A propósito da reforma do IRS, o secretário de Estado dos Assuntos Fiscais, Paulo Núncio, tem salientado o acordo alcançado com a anterior direcção do PS para a revisão do IRC, defendendo a necessidade de estabilidade e previsibilidade fiscal para as empresas. O PÚBLICO tentou, sem sucesso, obter um comentário de Diogo Bernardo Monteiro, especialista em direito fiscal e membro do grupo de monitorização da reforma, cuja inclusão na comissão liderada pelo centrista António Lobo Xavier resulta do entendimento celebrado com o PS.

Para o próximo ano, o Governo prevê que a receita a arrecadar com o IRC cresça, mesmo com a descida do imposto, contando para isso com o efeito da recuperação da actividade económica e com os resultados das medidas do combate à fraude e à economia paralela (nomeadamente da reforma da facturação).

Quando a comissão composta por Lobo Xavier, Diogo Bernardo Monteiro e ainda João Pedo Santos recomendou em Setembro a descida do imposto para 21% em 2015 enfatizava a “necessária ponderação da redução das taxas aplicáveis” em sede de IRS, no quadro da reforma que o Governo viria a apresentar.

O executivo aponta para uma arrecadação de IRC de 4690 milhões de euros, mais 178,5 milhões do que o projectado para este ano (um reforço de 3,96%). As previsões do executivo para a receita fiscal como um todo (não as do IRC em concreto) têm levantado dúvidas por parte da Comissão Europeia e do Fundo Monetário Internacional, que estão menos optimistas do que o Governo.

PS propõe aumento do abono de família
Entre as restantes alterações propostas do PS, algumas reflectem as linhas mestras do discurso recente de António Costa. Nomeadamente, nas questões sociais, o PS avança com duas medidas que visam responder ao “agravamento da situação das famílias com crianças a cargo”.

Nessa medida, o principal partido da oposição propõe um aumento de 3% no abono de família e a reposição dos passes escolares.
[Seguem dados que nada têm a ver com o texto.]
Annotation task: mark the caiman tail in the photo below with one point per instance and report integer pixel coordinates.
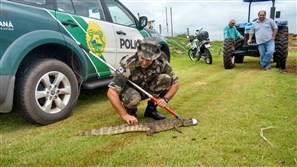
(149, 127)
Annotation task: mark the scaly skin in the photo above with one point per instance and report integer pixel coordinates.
(149, 127)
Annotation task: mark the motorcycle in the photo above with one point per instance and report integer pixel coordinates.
(199, 46)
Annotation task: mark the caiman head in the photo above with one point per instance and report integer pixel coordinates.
(189, 121)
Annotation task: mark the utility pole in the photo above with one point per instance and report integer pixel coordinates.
(171, 22)
(160, 28)
(166, 21)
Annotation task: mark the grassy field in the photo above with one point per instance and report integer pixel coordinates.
(232, 107)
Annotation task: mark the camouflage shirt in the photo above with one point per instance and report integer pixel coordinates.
(130, 69)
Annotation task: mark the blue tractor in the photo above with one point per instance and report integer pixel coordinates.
(234, 51)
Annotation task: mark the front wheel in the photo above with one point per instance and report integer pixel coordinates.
(47, 91)
(192, 55)
(208, 56)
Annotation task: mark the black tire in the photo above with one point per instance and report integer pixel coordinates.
(228, 50)
(47, 91)
(281, 48)
(191, 54)
(165, 56)
(208, 56)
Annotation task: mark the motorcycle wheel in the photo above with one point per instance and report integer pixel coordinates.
(208, 56)
(191, 54)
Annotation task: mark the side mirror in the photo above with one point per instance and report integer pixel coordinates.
(142, 22)
(277, 14)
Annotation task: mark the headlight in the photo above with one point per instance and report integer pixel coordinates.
(155, 35)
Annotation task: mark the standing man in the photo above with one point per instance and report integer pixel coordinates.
(265, 31)
(151, 71)
(231, 32)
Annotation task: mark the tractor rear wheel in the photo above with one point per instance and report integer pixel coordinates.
(281, 48)
(228, 53)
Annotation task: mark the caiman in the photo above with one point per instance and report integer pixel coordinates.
(149, 127)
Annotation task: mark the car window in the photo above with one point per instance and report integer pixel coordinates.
(119, 14)
(49, 4)
(65, 6)
(91, 9)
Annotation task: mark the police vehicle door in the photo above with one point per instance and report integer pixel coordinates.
(125, 30)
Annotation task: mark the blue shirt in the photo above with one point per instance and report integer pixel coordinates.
(263, 30)
(231, 32)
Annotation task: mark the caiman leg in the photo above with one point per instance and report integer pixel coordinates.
(177, 129)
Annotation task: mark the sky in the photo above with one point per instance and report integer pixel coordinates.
(211, 15)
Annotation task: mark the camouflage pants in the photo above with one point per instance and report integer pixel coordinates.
(158, 87)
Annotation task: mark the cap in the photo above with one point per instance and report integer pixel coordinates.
(149, 48)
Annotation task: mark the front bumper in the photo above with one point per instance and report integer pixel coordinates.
(6, 92)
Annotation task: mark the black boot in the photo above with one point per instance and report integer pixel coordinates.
(152, 112)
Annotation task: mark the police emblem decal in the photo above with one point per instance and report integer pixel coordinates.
(95, 38)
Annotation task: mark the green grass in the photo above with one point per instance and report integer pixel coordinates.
(231, 105)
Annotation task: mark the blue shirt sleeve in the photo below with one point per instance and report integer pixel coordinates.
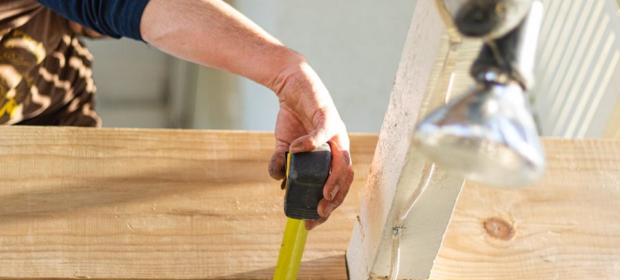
(114, 18)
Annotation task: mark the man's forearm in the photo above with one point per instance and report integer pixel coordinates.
(212, 33)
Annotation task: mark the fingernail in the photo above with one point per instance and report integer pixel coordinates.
(334, 192)
(328, 210)
(297, 148)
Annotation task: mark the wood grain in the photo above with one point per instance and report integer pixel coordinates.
(565, 227)
(154, 204)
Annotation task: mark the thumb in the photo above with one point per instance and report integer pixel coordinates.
(276, 164)
(311, 141)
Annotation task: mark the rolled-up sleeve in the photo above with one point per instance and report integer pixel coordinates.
(114, 18)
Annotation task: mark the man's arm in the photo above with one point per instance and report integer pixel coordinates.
(211, 33)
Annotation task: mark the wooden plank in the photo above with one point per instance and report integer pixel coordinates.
(565, 227)
(146, 204)
(397, 168)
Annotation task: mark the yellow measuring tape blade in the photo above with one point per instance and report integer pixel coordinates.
(293, 244)
(292, 250)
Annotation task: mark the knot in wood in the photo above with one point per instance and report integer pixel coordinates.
(499, 228)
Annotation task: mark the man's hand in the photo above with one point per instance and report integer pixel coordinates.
(212, 33)
(308, 119)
Mas a nova liderança socialista recupera também algumas propostas de alteração que já haviam sido feitas por Seguro em Orçamentos anteriores de Passos Coelho. Como a extensão por seis meses do subsídio de desemprego, a cláusula de salvaguarda para aumentos no IMI, limitando-os aos 75 euros, ou a reposição nos 13% do IVA da restauração.

Reposição dos complementos de reforma
Os socialistas propõem também que sejam repostos os complementos de pensão dos trabalhadores reformados de empresas do sector público empresarial, propondo a eliminação da norma do OE que restringe a atribuição estes complementos. Como justificação, o grupo parlamentar recorda os princípios da “protecção da confiança, o da igualdade e o da proporcionalidade” e lembra que os complementos de reforma “fazem parte dos sucessivos Acordos de Empresa, livremente negociados e com a aprovação das sucessivas tutelas, surgindo na sequência de negociação de reformas antecipadas em empresas”.